I did a test on a set of data (about 100 numbers) using a defined function under the crossvalidation settings;
a different Rsquared value will be obtained each time you stop and run again.
I would like to see the following additional information/function included in the next version:
1) Rsquared values are included in the export solution as text.
2) In the outcome plot, it would very helpful to judge the fitting function via a plot of observed data against the prediction.

About different errors appearing each time: if you leave the Test sample setting as the default value, Chosen randomly, the program will generate a new random split each time you start a new optimization, resulting in different errors each time.
To get consistent errors, you can switch this option to The last points, so that a sequential split is used instead of a random one.
Your suggestions of exporting Rsquared values and adding an observed/predicted plot are both great, I'll try to add them in the next release.
As a rule of thumb, the 100/1000/10000 points settings are useful to speed up the optimization if you are using a very large dataset, for instance, one with millions of rows. Otherwise, the other options are more appropriate.

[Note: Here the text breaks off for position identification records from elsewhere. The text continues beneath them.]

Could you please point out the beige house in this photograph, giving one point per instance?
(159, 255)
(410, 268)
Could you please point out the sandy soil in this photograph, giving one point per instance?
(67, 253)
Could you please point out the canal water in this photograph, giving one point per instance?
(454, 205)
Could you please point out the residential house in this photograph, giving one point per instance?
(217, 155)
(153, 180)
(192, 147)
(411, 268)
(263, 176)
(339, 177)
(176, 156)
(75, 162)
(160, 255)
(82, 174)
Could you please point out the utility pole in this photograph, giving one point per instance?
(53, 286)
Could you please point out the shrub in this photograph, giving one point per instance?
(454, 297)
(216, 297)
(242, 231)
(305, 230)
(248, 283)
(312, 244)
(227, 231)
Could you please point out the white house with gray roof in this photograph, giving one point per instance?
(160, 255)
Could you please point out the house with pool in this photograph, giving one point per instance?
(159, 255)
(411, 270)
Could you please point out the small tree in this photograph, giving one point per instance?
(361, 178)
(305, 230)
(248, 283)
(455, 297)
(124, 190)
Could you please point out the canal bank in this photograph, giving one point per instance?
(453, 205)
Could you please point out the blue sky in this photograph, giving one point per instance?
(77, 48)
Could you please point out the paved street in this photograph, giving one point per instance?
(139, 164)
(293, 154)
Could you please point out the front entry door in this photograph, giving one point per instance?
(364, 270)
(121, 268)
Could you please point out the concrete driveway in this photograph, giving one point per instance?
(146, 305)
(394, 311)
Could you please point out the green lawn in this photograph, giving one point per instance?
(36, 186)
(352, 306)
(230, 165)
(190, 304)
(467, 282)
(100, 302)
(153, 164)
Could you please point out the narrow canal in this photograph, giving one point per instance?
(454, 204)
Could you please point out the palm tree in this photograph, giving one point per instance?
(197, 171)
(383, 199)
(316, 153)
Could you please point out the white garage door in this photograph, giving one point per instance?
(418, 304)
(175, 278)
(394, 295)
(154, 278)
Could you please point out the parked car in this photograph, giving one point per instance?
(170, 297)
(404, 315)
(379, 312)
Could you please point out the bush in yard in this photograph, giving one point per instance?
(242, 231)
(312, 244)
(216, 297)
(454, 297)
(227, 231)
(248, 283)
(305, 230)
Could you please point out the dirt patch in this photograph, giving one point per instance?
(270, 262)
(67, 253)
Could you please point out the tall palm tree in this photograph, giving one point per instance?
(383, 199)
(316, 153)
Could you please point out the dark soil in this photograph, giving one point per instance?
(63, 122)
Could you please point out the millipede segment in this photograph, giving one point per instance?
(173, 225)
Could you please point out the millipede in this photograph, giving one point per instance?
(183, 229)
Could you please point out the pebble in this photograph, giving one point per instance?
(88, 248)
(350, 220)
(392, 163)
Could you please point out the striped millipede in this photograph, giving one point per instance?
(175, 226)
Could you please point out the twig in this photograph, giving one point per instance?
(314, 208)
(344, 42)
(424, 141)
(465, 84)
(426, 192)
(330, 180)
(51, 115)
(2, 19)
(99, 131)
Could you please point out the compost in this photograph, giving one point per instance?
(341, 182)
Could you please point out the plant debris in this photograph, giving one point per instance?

Many thanks. looking forward to the next release having a plot of observed vs predicted data.
By the way, when a train/test split is chosen, is the Rsquared value for the whole set of data or only training data?
In the train/test split, I wonder whether it can include a userdefined number of rows or a customized percentage split as an option.
Meanwhile, I wonder whether it is possible to carry out a search for a defined function with a combined variable. For example, y = f(x1+f(), x2), where x1 and x2 are independent variables.

One more thing is for clarification:
If a fixed number of rows (e.g. 100 rows) with the last points chosen, does this mean that the data of the 1st 100 rows from the beginning are chosen for training?